O colecionador de estrelas #3

E eu me afundava no seu barco e nem mesmo percebia.

Mas, o “concreto” sentido do sentimento que o consumia era o que realmente importava sentimento esse, “amor”, que o destruía quando se exigia perfeito para alguém ou as únicas vezes que quase se presenteava com uma lágrima, sim, quase. Não era justo. Não era conveniente transparecer a dor.

Tal sentimento o feria pelo simples fato de ser cogitado.

Porém por ser metido em si, não se demonstrava. Ninguém conhecia a sua intensidade, era o que o fazia parecer alguém apático. O garoto estava me deixando interessado nos meus próprios escritos. Eu pude notar como as palavras emergiam do infinito daquele quarto, para as pautas quase que apagadas, era irônico alguns minutos atrás, a folha estava “branca”.

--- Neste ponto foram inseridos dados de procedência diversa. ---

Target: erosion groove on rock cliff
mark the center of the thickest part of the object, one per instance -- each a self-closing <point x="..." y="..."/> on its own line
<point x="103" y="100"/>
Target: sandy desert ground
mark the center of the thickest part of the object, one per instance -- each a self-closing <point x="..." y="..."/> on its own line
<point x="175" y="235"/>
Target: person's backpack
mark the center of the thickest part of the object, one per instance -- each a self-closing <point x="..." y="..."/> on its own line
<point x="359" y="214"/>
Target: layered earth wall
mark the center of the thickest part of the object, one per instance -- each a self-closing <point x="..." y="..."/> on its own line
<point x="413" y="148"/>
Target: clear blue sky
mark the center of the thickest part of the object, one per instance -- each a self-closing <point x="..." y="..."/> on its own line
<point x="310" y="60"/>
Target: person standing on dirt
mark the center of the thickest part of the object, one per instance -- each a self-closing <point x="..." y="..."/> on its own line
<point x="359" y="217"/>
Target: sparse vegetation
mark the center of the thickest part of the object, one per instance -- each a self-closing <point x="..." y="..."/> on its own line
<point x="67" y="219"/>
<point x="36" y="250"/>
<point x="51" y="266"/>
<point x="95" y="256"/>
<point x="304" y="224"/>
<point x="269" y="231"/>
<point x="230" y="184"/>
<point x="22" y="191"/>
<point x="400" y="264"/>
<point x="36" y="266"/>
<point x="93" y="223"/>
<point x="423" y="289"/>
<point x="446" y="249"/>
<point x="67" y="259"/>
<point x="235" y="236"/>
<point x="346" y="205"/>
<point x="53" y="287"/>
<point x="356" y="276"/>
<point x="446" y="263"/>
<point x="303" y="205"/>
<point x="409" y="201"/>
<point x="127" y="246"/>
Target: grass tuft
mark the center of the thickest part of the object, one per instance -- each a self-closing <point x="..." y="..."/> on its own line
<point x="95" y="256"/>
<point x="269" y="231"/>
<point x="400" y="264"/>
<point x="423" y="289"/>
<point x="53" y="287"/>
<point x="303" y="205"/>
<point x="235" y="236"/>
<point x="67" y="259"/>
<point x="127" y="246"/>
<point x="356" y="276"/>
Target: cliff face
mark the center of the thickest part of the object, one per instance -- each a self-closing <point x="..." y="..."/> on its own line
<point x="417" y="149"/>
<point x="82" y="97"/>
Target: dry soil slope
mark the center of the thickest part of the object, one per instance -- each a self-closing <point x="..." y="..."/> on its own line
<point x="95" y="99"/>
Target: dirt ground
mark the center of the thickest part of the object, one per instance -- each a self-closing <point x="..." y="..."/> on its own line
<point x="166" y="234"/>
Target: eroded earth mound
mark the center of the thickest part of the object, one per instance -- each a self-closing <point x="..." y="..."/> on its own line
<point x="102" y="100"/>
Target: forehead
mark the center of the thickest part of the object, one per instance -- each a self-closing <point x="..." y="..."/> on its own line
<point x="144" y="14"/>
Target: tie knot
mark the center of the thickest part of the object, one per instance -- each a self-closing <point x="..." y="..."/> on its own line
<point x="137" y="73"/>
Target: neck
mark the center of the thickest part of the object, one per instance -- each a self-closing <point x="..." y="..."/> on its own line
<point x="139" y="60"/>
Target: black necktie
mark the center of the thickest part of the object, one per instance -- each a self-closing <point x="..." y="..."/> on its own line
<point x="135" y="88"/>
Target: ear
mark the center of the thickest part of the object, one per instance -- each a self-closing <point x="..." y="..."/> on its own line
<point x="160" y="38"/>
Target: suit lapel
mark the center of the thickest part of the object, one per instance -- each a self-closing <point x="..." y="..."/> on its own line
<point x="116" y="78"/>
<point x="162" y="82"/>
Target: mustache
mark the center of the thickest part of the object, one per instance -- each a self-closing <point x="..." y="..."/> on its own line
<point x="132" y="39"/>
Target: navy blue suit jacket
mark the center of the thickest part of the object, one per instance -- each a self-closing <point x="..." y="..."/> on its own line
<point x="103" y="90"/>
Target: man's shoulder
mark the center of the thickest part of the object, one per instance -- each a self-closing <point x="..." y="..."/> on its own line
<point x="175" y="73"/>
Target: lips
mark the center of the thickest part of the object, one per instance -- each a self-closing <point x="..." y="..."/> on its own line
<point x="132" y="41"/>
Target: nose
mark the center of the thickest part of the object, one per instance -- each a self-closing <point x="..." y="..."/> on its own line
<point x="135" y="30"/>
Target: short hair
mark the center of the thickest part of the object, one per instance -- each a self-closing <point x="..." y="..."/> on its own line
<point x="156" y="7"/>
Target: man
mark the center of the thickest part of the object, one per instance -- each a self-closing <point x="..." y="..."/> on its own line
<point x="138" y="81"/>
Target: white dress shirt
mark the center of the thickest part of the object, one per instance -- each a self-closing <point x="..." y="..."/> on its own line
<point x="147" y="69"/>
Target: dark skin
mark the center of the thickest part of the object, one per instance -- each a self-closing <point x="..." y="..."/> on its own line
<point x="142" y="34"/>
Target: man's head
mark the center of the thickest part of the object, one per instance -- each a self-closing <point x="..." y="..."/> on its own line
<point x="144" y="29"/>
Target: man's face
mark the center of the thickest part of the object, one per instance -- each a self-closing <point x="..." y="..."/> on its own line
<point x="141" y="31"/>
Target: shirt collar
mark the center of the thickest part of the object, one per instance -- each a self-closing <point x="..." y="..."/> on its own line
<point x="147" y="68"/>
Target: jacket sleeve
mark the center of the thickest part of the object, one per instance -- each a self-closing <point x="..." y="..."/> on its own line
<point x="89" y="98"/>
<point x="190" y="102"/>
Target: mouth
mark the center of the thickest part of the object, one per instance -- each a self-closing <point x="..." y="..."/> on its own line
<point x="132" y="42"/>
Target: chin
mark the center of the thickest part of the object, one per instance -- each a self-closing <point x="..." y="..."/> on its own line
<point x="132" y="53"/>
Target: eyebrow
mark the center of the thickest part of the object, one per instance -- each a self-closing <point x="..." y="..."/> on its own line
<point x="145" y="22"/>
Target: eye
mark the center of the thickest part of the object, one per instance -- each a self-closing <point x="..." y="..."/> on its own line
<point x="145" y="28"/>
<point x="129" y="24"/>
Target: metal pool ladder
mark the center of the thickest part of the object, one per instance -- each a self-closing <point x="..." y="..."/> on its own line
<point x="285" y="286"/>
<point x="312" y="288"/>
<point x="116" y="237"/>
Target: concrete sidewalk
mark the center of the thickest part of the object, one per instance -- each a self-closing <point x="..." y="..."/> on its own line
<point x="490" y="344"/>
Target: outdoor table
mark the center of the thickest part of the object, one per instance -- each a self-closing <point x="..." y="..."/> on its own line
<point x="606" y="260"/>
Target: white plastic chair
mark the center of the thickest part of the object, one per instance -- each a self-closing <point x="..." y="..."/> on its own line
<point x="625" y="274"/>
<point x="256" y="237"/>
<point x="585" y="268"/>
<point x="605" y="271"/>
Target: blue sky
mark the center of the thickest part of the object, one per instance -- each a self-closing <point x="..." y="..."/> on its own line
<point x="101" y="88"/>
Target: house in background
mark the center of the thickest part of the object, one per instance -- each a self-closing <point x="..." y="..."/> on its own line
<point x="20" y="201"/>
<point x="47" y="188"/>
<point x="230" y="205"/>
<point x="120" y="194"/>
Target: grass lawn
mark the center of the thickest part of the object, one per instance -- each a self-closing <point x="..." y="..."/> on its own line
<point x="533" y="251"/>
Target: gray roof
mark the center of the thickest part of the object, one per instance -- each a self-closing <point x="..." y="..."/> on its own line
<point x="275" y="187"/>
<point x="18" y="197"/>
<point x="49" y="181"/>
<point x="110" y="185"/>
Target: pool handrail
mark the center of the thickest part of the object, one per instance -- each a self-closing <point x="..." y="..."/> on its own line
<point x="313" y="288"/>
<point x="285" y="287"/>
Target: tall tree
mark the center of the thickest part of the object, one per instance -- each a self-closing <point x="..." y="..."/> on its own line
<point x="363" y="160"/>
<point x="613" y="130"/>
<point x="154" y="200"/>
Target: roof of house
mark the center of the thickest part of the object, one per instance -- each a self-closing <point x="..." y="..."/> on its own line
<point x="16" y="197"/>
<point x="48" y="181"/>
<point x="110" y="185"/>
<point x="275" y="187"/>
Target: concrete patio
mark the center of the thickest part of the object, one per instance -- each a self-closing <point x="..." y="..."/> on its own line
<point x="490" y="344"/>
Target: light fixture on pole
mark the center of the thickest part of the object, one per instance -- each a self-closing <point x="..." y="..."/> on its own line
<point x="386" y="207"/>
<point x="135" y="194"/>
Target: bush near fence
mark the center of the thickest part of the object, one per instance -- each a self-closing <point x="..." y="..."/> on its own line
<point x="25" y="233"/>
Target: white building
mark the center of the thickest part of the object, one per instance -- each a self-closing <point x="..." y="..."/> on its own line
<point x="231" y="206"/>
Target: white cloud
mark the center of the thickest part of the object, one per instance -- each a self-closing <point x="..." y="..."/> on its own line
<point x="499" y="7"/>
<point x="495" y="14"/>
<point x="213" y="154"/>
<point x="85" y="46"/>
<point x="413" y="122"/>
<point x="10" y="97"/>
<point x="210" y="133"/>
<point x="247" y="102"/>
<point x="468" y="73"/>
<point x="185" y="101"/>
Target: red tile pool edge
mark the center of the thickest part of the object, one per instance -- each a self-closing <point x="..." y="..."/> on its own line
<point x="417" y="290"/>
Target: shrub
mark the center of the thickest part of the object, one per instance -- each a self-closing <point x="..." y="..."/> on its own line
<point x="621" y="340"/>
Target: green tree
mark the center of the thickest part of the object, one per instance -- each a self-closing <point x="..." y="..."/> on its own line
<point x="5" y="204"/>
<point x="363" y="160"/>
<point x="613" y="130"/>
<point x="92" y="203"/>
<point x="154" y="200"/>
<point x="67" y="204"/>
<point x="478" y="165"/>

E continuavam cada vez mais reais cada letra, cada palavra...

O que o impedia de errar, de cometer o mínimo pecado? Talvez o falso sorriso externo que mantinha, provavelmente, requisito para a sua incontrolável vontade de ver o que julgavam real se tornar lembrança. Mas, para isso, orava com tanta veemência, ajoelhado ao lado de sua cama decrépita que prometera ser substituída há alguns anos atrás.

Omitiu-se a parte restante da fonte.